Cabrini Health is proud to officially unveil VIGIL – The Heart of Cabrini sculpture by prominent Melbourne artist Simon Perry.
The sculpture was designed to celebrate the life and work of Mother Cabrini, the Missionary Sisters of the Sacred Heart and the doctors, nurses and staff of the Cabrini hospital, who have provided support and healthcare to the community for more than 70 years.
Commemorating the centenary of the death of Saint Frances Xavier Cabrini in 1917, the story behind the 7.4-metre sculpture will speak heart-to-heart to people coming into the hospital day and night, whether as patients, volunteers, visitors or staff.
The artwork utilises various themes from the history of Mother Cabrini’s life, the Sacred Heart, and combines them with more contemporary references relating to medicine and technology, including the heart rhythm graphs seen on electrocardiogram monitors.
VIGIL – The Heart of Cabrini sculpture, positioned near the main entrance to our Malvern hospital, was partly funded by the Cabrini Italians of Melbourne.
Perry said his ambition was to create a sculpture that was thought-provoking and visually striking and one that makes a positive contribution to the site and community long into the future.
“My intention was to create an innovative public artwork that would commemorate the life, work and legacy of Mother Cabrini and the Missionary Sisters of the Sacred Heart, whilst also highlighting the site of the contemporary hospital and the incredible work undertaken by its staff in their care of the Melbourne community,” Perry said.
Cabrini Board member Sister Sharon Casey MSC said after having worked on the sculpture project for the past five years, she was “astonished and in momentary awe” to see it installed.
“It is an extraordinary work of art that is visually arresting and, as you look at it, gently invites you into it, in the hope of finding light and inspiration,” Sr Sharon said.
Cabrini Foundation Acting Director Susie Santilli said thanks to the Cabrini Italians of Melbourne, the community now has a “beautiful sculpture to reflect our rich Italian heritage”.

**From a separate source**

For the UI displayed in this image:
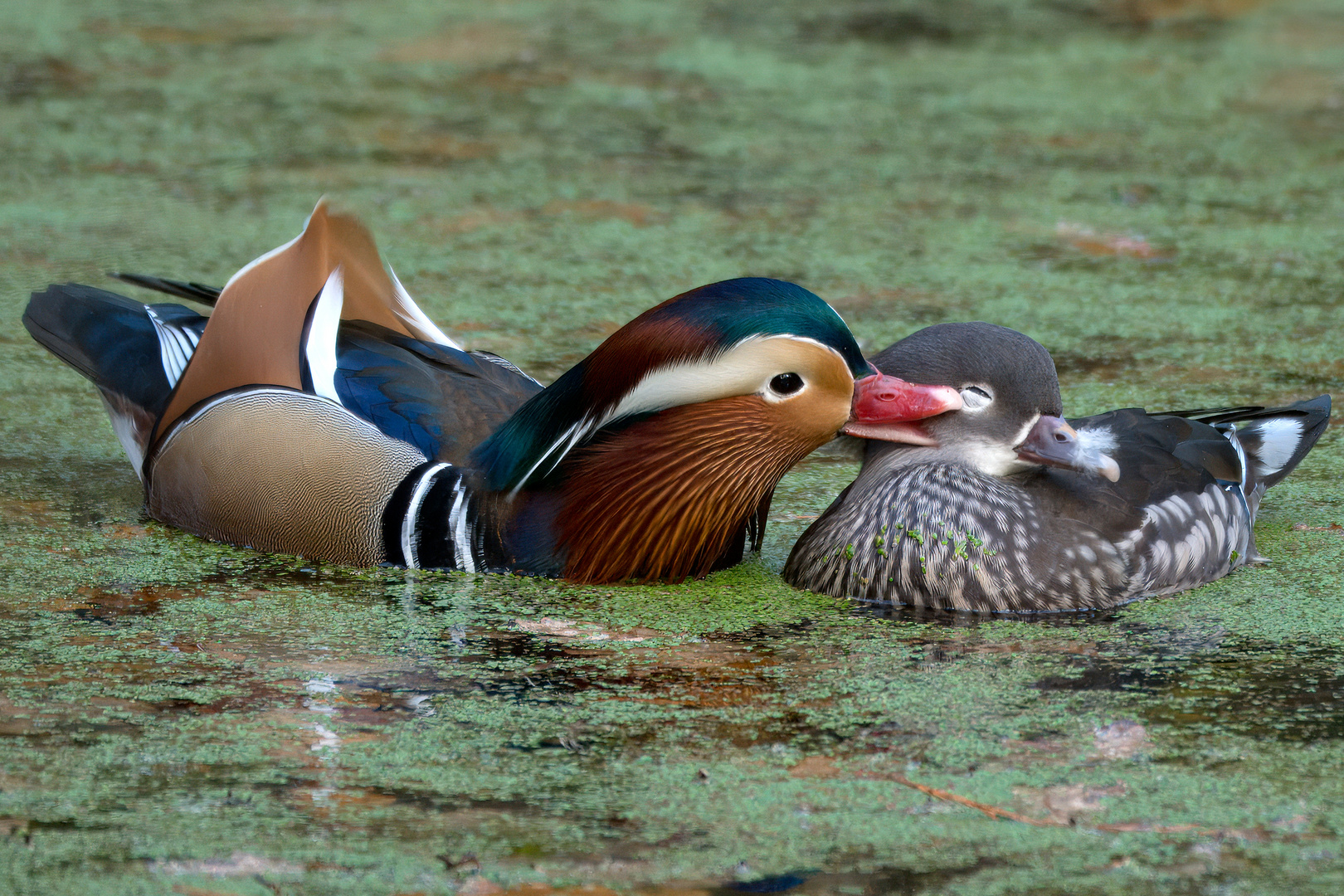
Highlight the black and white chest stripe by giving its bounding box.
[145,305,200,388]
[383,460,486,572]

“Due to their support we now have this sculpture, which offers a place of reflection for our patients, visitors and our staff to enjoy,” Mrs Santilli said.
Cabrini is a not-for-profit health service owned and operated by the Missionary Sisters of the Sacred Heart of Jesus who came to Australia in 1948. Cabrini now has more than 800 beds and a comprehensive range of health services.

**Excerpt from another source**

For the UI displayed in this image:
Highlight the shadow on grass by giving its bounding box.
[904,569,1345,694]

We have hospitals in Malvern, including a 24 hour emergency department and the award-winning Cabrini Gandel Wing, Prahran, Brighton and Elsternwick – with the new Lisa Thurin Women’s Health Centre. We also operate a residential aged care home in Ashwood, a rehabilitation service at our Glen Huntly Road site in Elsternwick and the Cabrini Asylum Seeker and Refugee Health Hub in Brunswick.

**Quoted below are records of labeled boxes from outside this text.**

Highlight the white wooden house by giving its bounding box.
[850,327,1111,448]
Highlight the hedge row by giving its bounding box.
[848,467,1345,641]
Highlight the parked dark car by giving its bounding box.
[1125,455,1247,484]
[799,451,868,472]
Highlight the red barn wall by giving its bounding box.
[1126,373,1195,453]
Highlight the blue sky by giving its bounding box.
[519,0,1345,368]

Simon Perry is a British born sculptor and academic who has been living and working in Melbourne for the past 30 years. Best known for his large-scale public artworks for urban space in Australia and overseas, Perry has received a number of awards and prizes including The Prix de Rome, the RA Gold Medal for Sculpture and the Landseer scholarship award. In 2020 he completed a PhD at RMIT University.